A look back in LAPD history at the 1974 SLA shootout

It's one of the most significant days in LAPD history. A violent shootout on live TV that left a radical underground group dead after they opened fire on police. It was back in 1974, but it lives on at the LAPD museum in Highland Park as an important history lesson and of course in the memories of the people that were there.  

The people who where there remember it like it was yesterday.  'They opened up with automatic weapons,' says long retired LAPD Swat Sergeant Ron McCarthy. 

'They were a group of thugs who needed to be arrested', ' says retired LAPD Commander Robert Taylor.  

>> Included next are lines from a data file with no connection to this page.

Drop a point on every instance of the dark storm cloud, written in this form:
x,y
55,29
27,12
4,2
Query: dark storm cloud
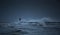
x,y
13,9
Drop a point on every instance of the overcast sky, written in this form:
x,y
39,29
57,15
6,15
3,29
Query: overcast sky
x,y
13,9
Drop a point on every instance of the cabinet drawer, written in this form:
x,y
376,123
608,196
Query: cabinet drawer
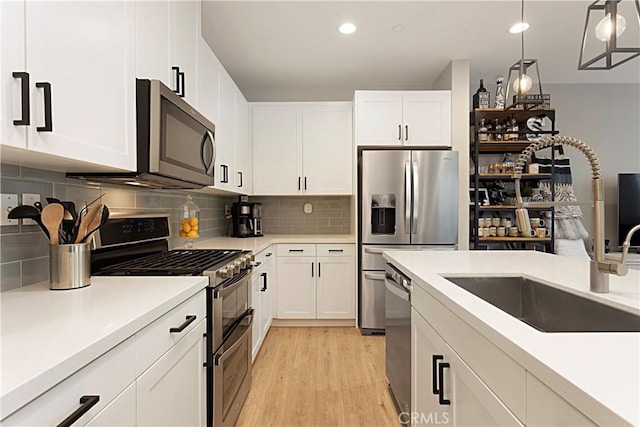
x,y
292,249
338,249
505,377
105,377
265,255
154,340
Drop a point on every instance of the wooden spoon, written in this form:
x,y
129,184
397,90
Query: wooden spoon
x,y
51,218
88,221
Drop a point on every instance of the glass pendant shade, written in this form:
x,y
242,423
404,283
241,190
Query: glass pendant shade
x,y
611,34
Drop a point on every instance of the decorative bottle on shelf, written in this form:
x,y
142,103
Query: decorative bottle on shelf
x,y
189,222
499,92
481,97
482,137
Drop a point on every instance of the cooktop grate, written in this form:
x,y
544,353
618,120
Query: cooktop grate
x,y
177,262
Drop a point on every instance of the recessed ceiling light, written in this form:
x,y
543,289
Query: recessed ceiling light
x,y
518,28
347,28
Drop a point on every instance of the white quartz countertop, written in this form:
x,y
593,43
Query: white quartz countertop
x,y
581,367
256,244
48,335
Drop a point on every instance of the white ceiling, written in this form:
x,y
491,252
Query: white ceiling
x,y
291,50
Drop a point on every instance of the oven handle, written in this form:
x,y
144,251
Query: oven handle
x,y
219,359
242,277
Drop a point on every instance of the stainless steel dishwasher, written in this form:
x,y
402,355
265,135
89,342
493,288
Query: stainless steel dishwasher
x,y
397,307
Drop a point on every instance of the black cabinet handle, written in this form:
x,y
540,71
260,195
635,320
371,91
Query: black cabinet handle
x,y
264,283
181,84
177,70
438,378
189,320
48,123
25,120
441,398
87,403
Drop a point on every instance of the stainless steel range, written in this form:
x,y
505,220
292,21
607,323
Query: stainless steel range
x,y
136,244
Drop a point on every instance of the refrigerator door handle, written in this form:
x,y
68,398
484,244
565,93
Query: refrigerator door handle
x,y
407,198
416,197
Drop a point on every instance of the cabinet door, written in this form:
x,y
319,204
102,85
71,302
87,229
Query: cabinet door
x,y
427,118
226,135
85,50
120,412
171,392
336,288
242,176
153,25
13,60
266,300
296,287
424,402
327,149
185,37
378,118
277,150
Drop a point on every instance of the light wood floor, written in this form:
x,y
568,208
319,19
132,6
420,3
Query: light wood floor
x,y
319,377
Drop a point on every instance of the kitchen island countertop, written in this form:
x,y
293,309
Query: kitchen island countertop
x,y
581,367
48,335
256,244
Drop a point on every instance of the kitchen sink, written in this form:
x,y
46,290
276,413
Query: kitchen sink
x,y
546,308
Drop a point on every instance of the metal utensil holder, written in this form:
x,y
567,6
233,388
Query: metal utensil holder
x,y
69,266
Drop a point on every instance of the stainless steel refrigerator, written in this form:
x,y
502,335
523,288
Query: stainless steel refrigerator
x,y
408,200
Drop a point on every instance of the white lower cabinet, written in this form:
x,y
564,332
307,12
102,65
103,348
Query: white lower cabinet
x,y
445,390
120,412
172,391
316,281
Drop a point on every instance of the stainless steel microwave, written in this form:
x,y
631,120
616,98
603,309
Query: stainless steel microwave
x,y
176,146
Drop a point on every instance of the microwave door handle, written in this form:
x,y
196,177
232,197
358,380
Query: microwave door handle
x,y
415,197
407,198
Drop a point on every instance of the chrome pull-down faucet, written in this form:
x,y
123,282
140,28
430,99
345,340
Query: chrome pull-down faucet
x,y
599,268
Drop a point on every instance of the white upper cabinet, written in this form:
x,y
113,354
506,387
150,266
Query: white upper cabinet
x,y
79,57
12,101
167,43
403,118
302,149
277,152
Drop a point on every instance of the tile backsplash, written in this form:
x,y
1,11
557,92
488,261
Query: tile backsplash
x,y
24,250
284,214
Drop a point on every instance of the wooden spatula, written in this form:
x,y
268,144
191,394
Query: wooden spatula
x,y
51,218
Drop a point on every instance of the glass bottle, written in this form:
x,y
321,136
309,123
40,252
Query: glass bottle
x,y
482,137
189,222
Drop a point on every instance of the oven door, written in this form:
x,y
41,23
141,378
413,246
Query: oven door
x,y
181,140
230,302
232,372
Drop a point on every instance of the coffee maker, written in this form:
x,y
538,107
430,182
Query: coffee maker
x,y
247,219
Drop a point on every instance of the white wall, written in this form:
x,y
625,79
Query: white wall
x,y
456,78
607,118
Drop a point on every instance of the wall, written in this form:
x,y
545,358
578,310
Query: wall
x,y
604,116
284,215
456,78
24,253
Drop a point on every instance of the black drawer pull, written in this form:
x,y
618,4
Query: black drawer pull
x,y
25,120
48,122
87,403
189,320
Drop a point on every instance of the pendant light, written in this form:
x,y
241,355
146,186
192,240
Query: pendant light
x,y
521,79
605,38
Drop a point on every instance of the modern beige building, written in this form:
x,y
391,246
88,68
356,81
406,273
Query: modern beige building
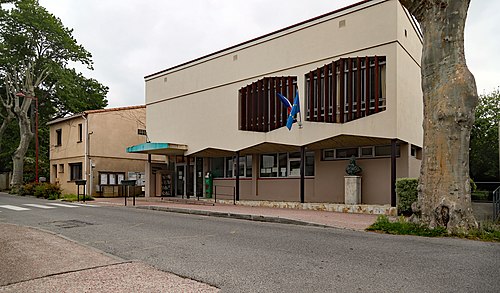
x,y
357,74
91,146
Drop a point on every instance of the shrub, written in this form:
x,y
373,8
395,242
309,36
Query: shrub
x,y
47,191
407,193
27,189
73,197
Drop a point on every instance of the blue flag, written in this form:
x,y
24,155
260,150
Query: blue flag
x,y
295,110
285,102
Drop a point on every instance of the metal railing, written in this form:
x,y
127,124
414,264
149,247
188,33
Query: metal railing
x,y
225,194
496,204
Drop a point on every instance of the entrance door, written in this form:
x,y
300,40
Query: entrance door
x,y
180,172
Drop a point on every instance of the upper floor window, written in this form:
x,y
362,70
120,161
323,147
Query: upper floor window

We're talking about on of the most intense firefights in LAPD history, all the way back in May of 1974, in what's become known as the SLA shootout. 

This was a radical group that had kidnapped heiress Patty Hearst and had gone on a robbery, bombing and murder spree. 

They thought they could hide out in South LA but a neighbor called police about a suspicious group of people, which is what brought the response to East 54th St. and Compton Ave.  

Instead of surrendering, the SLA members opened fire, police responded, and it lasted for about an hour, with literally thousands of rounds fired. 

Teargas was used, which ultimately contributed to a massive fire that burned the small house down, and when it was over six SLA members were dead, not any LAPD.  

Turns out Patty Hearst wasn't even there, she'd be captured several months later.   

Police remember it now as one of the key instances that cemented the need for the Special Weapons and Tactics team that was pioneered by the LAPD and former Chief Daryl Gates, now standard units in law enforcement everywhere.  

It was considered a good day for the LAPD in that they took out some bad people, but no one who was there took any joy in it that's for sure. 

In subsequent interviews some surviving members of the SLA essentailly accused the LAPD of ''murdering them..'' which is greatly resented to this day by the officers who were there.